Name in Japanese: 観音寺城
Mt. Kinugasa is one of the highest mountains rising from the plain east of Lake Biwa. It extends from north to south with a long ridge along its top. At 432 m, it’s significantly higher than its near neighbour, Mt. Azuchi which is only 198 m high. Both mountains were home to the most formidable castles of their time, and you can still see the ruins of the castles today.
In the early days of Buddhism in Japan, many temples were built on mountaintops, both to ensure the seclusion required for religious practice, as well as for defence against hostile forces. On the mountaintop of Mt. Kinugasa was a temple called Kannon-ji, around which the monks built major earthworks.
It’s not known when the temple was converted into a secular fortress, although it’s mentioned in the Taiheiki historical chronicle as a base during the period of the Northern and Southern dynasties in 1335. It was the base castle of the Sasaki clan of the Ōmi Genji, and later of the Rokkaku clan, military governors of Ōmi. It was part of a network of castles with Wadayama Castle, Saso Castle, Mitsukuri Castle, and Chōkōji Castle as subsidiary bases.
On the slope on the southern end there was an earthwork enclosure where residences of vassals and provincial lords were arranged. It was unique among medieval castles in having many stone walls, even before the later Azuchi Castle, which is considered innovative for its defences all of stone. In the period from 1530 to 1550, a castle town was established, and a public market was held at a temple there. In the area surrounding the castle was Lake Biwa and the Dainaka Lake, the Tōsandō Road from Mino to Kyōto, and the Happū Kaidō Road linking the Chōkōji settlement and Ise. Consequently the castle was well-positioned to control these strategic thoroughfares.

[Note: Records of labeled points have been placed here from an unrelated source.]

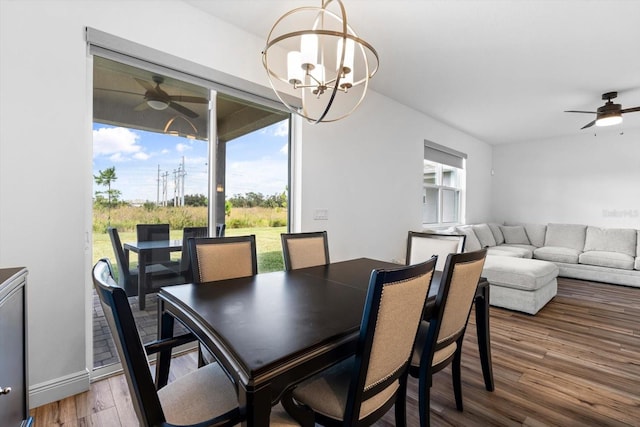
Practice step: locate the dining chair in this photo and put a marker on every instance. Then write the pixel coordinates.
(421, 246)
(202, 397)
(128, 276)
(440, 337)
(185, 259)
(300, 250)
(220, 258)
(361, 389)
(156, 232)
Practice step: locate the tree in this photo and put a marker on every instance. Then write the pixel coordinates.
(105, 178)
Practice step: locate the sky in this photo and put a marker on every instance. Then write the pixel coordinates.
(256, 162)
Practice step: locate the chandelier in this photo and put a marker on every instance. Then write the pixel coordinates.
(315, 55)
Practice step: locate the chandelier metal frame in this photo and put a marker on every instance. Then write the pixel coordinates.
(333, 84)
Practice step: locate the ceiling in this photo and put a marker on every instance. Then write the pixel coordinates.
(119, 100)
(501, 71)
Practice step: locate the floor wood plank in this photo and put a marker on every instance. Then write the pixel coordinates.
(575, 363)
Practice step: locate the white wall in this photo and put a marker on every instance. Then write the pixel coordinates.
(582, 179)
(370, 178)
(366, 170)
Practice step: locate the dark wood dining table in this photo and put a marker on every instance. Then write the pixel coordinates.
(143, 249)
(273, 330)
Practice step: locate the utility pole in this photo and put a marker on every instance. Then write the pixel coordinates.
(182, 175)
(165, 177)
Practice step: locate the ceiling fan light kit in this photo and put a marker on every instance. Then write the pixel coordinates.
(157, 104)
(314, 53)
(609, 114)
(158, 99)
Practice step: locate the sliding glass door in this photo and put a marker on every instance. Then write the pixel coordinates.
(172, 149)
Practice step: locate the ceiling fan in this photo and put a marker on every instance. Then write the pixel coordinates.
(158, 99)
(607, 115)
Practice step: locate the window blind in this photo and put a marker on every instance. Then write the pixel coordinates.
(444, 155)
(140, 56)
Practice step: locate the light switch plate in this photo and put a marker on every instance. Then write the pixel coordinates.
(321, 214)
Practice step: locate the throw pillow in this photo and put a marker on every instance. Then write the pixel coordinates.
(471, 243)
(484, 234)
(514, 235)
(497, 234)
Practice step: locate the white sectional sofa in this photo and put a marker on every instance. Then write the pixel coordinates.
(610, 255)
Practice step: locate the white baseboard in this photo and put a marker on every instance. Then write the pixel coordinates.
(58, 388)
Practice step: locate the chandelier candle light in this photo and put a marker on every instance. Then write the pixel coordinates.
(313, 53)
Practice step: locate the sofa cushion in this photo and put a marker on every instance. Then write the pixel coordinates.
(497, 234)
(484, 235)
(471, 243)
(520, 251)
(515, 234)
(557, 254)
(517, 273)
(621, 240)
(566, 236)
(535, 232)
(498, 251)
(607, 259)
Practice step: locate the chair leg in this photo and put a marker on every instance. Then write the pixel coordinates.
(457, 378)
(401, 404)
(300, 413)
(424, 401)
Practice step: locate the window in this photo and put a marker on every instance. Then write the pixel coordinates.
(443, 185)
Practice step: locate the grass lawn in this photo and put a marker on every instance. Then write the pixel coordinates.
(269, 246)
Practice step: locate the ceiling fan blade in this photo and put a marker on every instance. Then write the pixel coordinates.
(588, 125)
(145, 84)
(630, 110)
(184, 110)
(117, 91)
(141, 107)
(193, 99)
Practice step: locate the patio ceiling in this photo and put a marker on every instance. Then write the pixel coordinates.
(118, 96)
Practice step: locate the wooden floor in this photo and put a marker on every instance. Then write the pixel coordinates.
(576, 363)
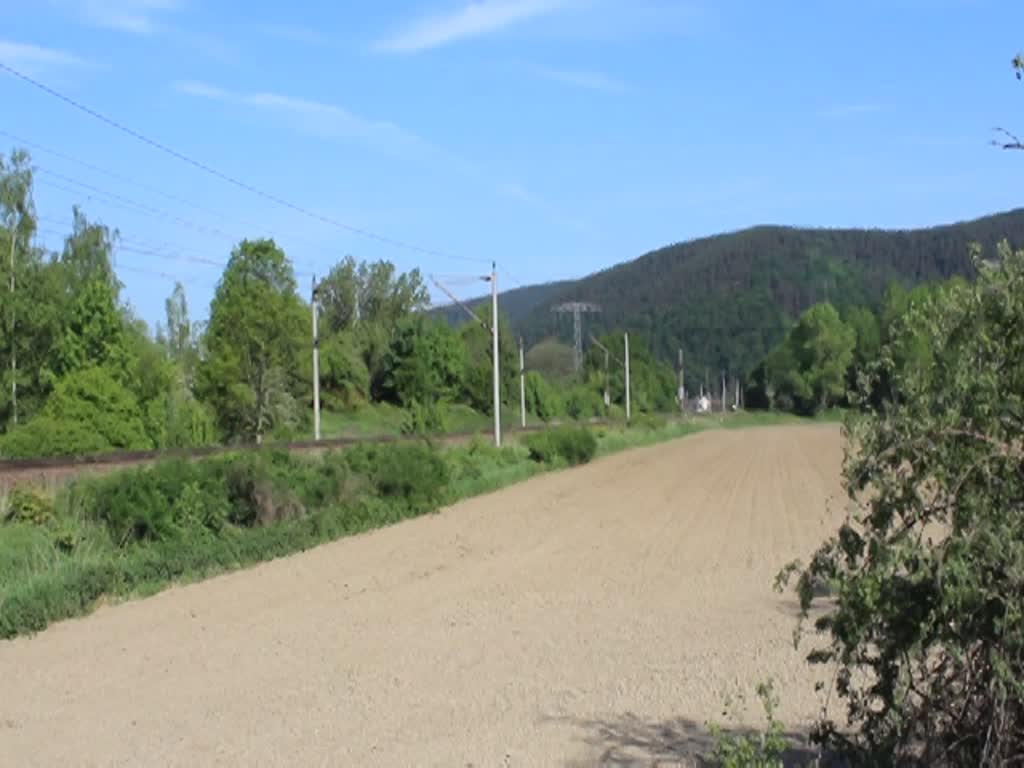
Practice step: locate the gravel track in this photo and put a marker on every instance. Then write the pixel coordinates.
(592, 616)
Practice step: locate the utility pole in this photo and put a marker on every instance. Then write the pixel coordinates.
(682, 384)
(13, 348)
(312, 303)
(626, 339)
(522, 386)
(494, 338)
(607, 356)
(577, 308)
(493, 330)
(607, 390)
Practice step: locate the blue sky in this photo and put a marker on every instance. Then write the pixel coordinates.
(554, 136)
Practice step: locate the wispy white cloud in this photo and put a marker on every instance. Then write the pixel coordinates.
(293, 33)
(136, 16)
(29, 56)
(844, 111)
(205, 90)
(596, 81)
(474, 19)
(520, 194)
(318, 118)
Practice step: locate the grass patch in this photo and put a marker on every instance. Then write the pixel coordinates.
(133, 532)
(385, 419)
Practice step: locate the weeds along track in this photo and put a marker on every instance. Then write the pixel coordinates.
(591, 616)
(52, 472)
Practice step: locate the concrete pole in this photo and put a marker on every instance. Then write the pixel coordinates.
(682, 384)
(626, 338)
(315, 365)
(522, 386)
(494, 337)
(13, 347)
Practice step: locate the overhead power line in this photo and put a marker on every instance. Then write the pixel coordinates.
(231, 179)
(211, 212)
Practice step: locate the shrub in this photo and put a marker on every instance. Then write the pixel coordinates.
(28, 506)
(423, 419)
(257, 494)
(583, 402)
(572, 444)
(414, 474)
(926, 629)
(542, 398)
(651, 422)
(88, 412)
(131, 504)
(763, 750)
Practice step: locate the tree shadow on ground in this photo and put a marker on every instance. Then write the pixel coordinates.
(630, 740)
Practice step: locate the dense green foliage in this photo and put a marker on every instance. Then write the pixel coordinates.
(569, 444)
(134, 531)
(92, 378)
(926, 623)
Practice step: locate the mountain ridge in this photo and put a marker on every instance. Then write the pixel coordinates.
(725, 299)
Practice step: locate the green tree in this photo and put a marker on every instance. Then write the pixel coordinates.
(925, 619)
(355, 293)
(93, 334)
(255, 373)
(344, 376)
(179, 341)
(478, 380)
(542, 398)
(808, 372)
(87, 255)
(426, 363)
(17, 259)
(88, 412)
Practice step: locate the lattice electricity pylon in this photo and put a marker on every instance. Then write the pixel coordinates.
(577, 308)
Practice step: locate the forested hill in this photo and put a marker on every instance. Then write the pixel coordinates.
(516, 304)
(727, 299)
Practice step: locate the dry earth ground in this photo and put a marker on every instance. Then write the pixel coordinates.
(593, 616)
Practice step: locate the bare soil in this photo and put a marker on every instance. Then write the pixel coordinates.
(592, 616)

The castle occasionally changed hands in fighting between factions of the Rokkaku Clan who were supporting different factions in the Imperial and Shogunal conflicts from the 1300s to 1500s, and the castle was the scene of several sieges. In 1532, the castle was substantially renovated to welcome Ashikaga Yoshiharu, the twelfth Shogun. A poet who visited the castle in 1544 was served tea with elegant utensils from China in splendid surroundings. In 1550, additional stone walls were built in response to the advent of guns, and the castle was provided with small cannons.

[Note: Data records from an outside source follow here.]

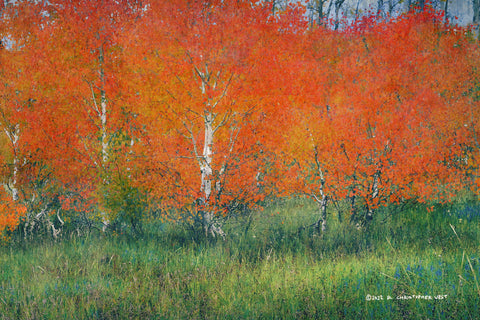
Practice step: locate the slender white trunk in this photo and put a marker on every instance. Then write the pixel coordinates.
(103, 112)
(13, 135)
(371, 211)
(207, 156)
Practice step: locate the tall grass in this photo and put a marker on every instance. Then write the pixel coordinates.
(274, 270)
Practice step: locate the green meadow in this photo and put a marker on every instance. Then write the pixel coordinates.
(409, 263)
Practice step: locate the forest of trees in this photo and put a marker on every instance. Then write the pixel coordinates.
(193, 111)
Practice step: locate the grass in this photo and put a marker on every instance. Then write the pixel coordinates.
(272, 271)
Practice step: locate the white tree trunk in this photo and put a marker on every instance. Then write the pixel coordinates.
(207, 156)
(14, 135)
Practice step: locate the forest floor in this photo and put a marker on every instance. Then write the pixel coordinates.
(409, 264)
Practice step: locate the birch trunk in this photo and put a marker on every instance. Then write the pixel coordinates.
(103, 128)
(371, 211)
(13, 135)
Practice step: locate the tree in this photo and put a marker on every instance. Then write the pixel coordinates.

In 1568, when Oda Nobunaga led an army to Kyoto in support of Ashikaga Yoshiaki, the Rokkaku clan opposed him. When the subsidiary Mitsukuri and Wadayama Castles fell to Nobunaga, the Rokkaku fled Kannonji Castle and it fell to Nobunaga bloodlessly. Nobunaga appears to have used the castle himself for a while, before building an imposing castle in a more modern style in 1576, on Mt. Azuchi, a small mountain adjoining Mt. Kinugasa to the west.
Although Kannonji Castle was one of the largest castles in Japan, apparently it lacked basic defences such as simple hardened gateways or vertically oriented ditches. Consequently it’s inferred that the castle had a more political than military function. The defensive strategy of the Rokkaku during the Warring States period was to intercept external enemies at a perimeter extending far from the castle. From an attack in 1496 to the defeat by Oda Nobunaga, the castle was not attacked by an external enemy for seventy years. When the Rokkaku clan were occasionally forced to surrender the castle, rather than undertaking full-scale sieges, they rebuilt their power and retook it using various stratagems, until Nobunaga finally deprived them of their territory.

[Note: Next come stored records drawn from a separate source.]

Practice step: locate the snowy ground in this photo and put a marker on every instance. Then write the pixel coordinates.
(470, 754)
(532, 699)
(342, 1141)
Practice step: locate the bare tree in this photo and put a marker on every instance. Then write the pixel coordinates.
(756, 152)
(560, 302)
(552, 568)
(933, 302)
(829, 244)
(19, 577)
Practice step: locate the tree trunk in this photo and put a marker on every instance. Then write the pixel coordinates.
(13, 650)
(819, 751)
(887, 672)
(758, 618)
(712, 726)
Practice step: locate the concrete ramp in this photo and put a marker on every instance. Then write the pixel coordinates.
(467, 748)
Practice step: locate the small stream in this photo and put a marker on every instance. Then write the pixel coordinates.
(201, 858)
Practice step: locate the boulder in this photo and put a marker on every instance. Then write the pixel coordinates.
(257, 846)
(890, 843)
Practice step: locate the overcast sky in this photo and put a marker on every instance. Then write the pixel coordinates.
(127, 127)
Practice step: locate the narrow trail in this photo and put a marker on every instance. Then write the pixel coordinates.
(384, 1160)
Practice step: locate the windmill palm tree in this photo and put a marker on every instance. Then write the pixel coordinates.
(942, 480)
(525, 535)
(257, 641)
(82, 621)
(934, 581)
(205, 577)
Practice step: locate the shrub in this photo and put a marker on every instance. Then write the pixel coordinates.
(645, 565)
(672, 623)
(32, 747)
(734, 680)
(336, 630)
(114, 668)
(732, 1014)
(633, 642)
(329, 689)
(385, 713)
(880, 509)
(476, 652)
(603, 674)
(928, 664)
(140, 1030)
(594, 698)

There are several hiking trails up and across the mountain. One route starts at Kuwanomi Temple near the Azuchi Archaeological Museum, and follows a long series of stone steps, arriving in the middle of the castle ruins. There’s a 300-yen charge to see the temple and use this route. Another path goes up a long flight of stone steps from Hiyoshi Shrine to the impressive Kannonshō-ji Temple, from whence the path continues up to the ruins. A further hiking trail goes up the southeastern flank of the mountain and follows the ridge down at the northern end, taking in many of the salient features of the castle remains.
The ruins of the castle are designated as a national historical site, although the ruins are very poorly signposted. Impressive stone walls are distributed in areas corresponding to the main enclosure and the residences of the lord and his main vassals. On the south side of the hill, there’s a high wall topped with a level area where tall white banners flap and snap in the breeze. A magnificent view extends for tens of miles, encompassing other castle sites such as Chōkōji. At frequent intervals, bright white Shinkansen trains cross the plain with a roaring sound.